Na Academia Brasileira de Letras, o discurso de posse cutucou o antecessor. A casa passou a avaliar previamente os textos dos novos imortais. Ele é também patrono da cadeira 39 da Academia Paraibana de Letras. Morreu no Rio aos 56 anos e foi sepultado no Cemitério de São João Batista. As memórias Meus verdes anos tinham saído no ano anterior, em 1956.
Por onde começar a ler José Lins do Rego
Depende do que se quer. Quem precisa da porta de entrada, da infância e da lista escolar começa por Menino de engenho. Quem quer o livro mais denso, com personagem que sobra da página, vai a Fogo morto. Quem busca outro recorte, fora da casa-grande, encontra em Riacho doce o litoral, o desejo e a vila que a televisão depois espalhou. Doidinho continua Carlos no internato. Pedra bonita e Cangaceiros abrem o sertão do misticismo e do cangaço.
O cinema e a TV ajudaram a circular o nome: Walter Lima Júnior filmou Menino de engenho em 1965, com produção de Glauber Rocha; Marcos Farias levou Fogo morto à tela em 1976; a Globo fez a minissérie de Riacho doce em 1990, com Vera Fischer e Carlos Alberto Riccelli. Nenhum filme substitui a fala do livro. A prosa de José Lins continua sendo o lugar em que o engenho ainda range, mesmo depois que o fogo da moagem se apagou.
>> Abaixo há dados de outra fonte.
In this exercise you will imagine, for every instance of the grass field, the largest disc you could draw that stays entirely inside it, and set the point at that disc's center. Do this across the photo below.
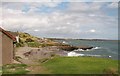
(15, 69)
(81, 65)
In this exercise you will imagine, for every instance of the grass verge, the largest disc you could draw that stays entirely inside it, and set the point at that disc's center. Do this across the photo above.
(82, 65)
(15, 69)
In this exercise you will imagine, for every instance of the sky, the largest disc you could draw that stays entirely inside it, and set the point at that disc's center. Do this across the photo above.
(88, 19)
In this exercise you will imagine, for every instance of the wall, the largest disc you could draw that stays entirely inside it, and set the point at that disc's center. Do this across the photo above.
(7, 50)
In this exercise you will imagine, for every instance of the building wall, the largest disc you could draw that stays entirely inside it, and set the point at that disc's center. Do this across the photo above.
(0, 48)
(7, 50)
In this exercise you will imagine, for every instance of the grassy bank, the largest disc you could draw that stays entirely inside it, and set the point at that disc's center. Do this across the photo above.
(15, 69)
(81, 65)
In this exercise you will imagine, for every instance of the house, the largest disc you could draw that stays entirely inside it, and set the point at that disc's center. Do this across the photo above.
(6, 47)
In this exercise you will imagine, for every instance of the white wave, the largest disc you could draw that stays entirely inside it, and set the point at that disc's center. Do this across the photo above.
(95, 48)
(74, 54)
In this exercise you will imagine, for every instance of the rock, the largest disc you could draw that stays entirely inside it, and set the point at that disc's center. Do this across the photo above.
(68, 48)
(85, 47)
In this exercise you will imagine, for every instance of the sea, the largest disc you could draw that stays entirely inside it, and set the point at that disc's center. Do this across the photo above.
(102, 48)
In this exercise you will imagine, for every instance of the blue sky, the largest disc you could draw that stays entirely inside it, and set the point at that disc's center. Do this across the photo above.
(62, 19)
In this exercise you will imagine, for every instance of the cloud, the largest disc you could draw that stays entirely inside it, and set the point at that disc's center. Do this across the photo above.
(87, 21)
(113, 5)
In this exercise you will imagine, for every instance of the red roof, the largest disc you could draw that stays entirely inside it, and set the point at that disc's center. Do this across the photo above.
(8, 34)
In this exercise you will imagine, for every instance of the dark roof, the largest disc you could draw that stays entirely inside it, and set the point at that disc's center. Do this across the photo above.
(8, 34)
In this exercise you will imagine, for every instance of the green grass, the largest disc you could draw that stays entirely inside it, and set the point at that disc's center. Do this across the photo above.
(81, 65)
(33, 44)
(15, 69)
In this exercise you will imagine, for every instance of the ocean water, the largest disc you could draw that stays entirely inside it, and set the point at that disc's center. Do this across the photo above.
(102, 48)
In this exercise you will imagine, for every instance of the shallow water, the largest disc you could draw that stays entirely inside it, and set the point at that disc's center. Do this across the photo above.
(106, 49)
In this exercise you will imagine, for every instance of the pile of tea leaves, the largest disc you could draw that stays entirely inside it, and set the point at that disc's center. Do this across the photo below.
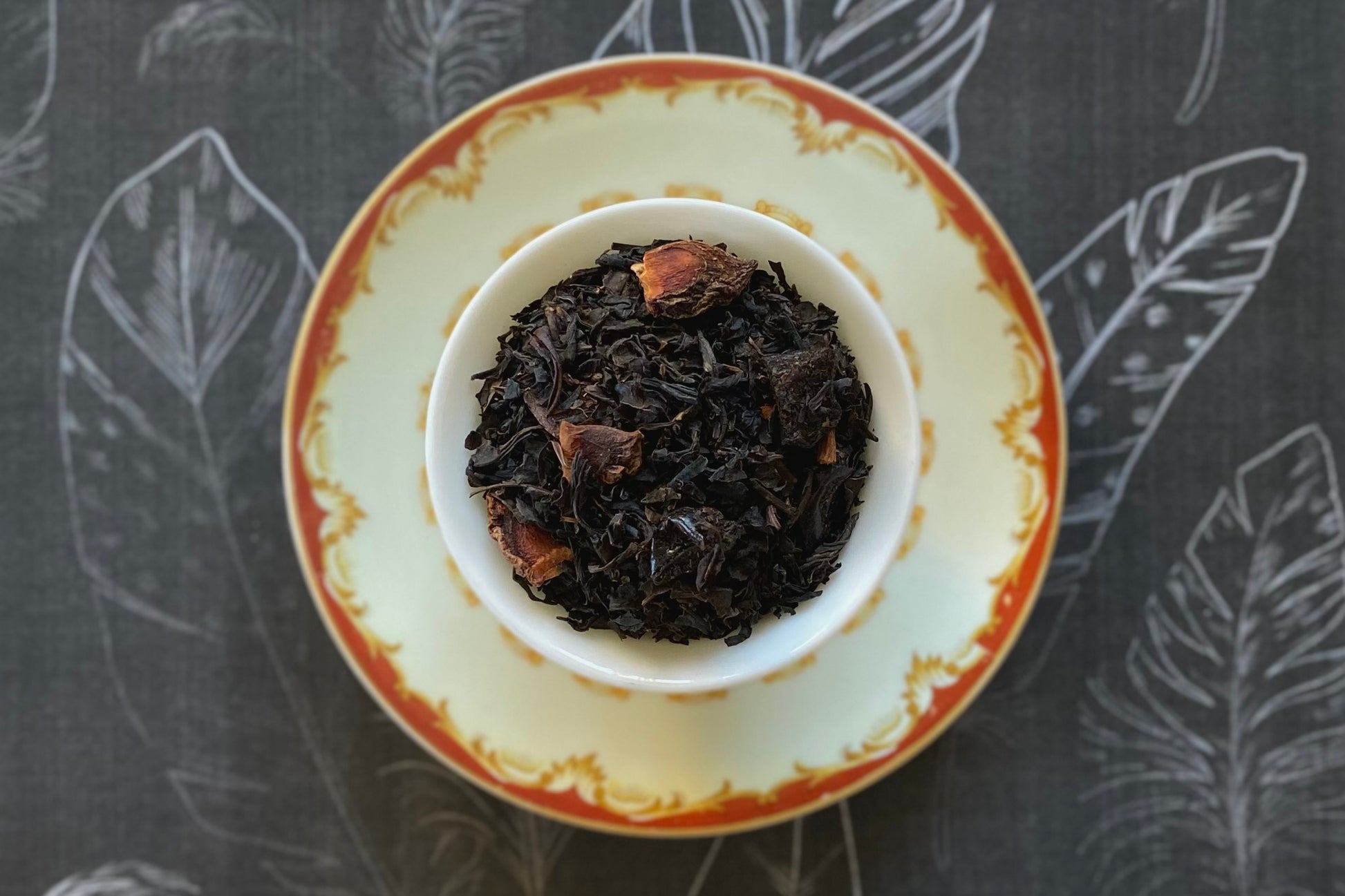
(672, 444)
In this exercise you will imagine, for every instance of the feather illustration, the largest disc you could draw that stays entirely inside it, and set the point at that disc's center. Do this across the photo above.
(1133, 309)
(125, 879)
(438, 57)
(786, 868)
(179, 318)
(1220, 742)
(908, 57)
(27, 78)
(207, 38)
(1207, 66)
(1136, 307)
(464, 841)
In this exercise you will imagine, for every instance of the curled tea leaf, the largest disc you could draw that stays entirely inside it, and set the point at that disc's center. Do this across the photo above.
(688, 278)
(534, 553)
(610, 451)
Quem quiser o perfil institucional encontra a biografia na Academia Brasileira de Letras. Os romances em circulação saem pela Global e seguem nas livrarias. O que permanece, no fim, é menos o selo de clássico e mais a voz: um homem que escreveu o Nordeste como quem conta história na varanda, sem esconder que a varanda estava caindo.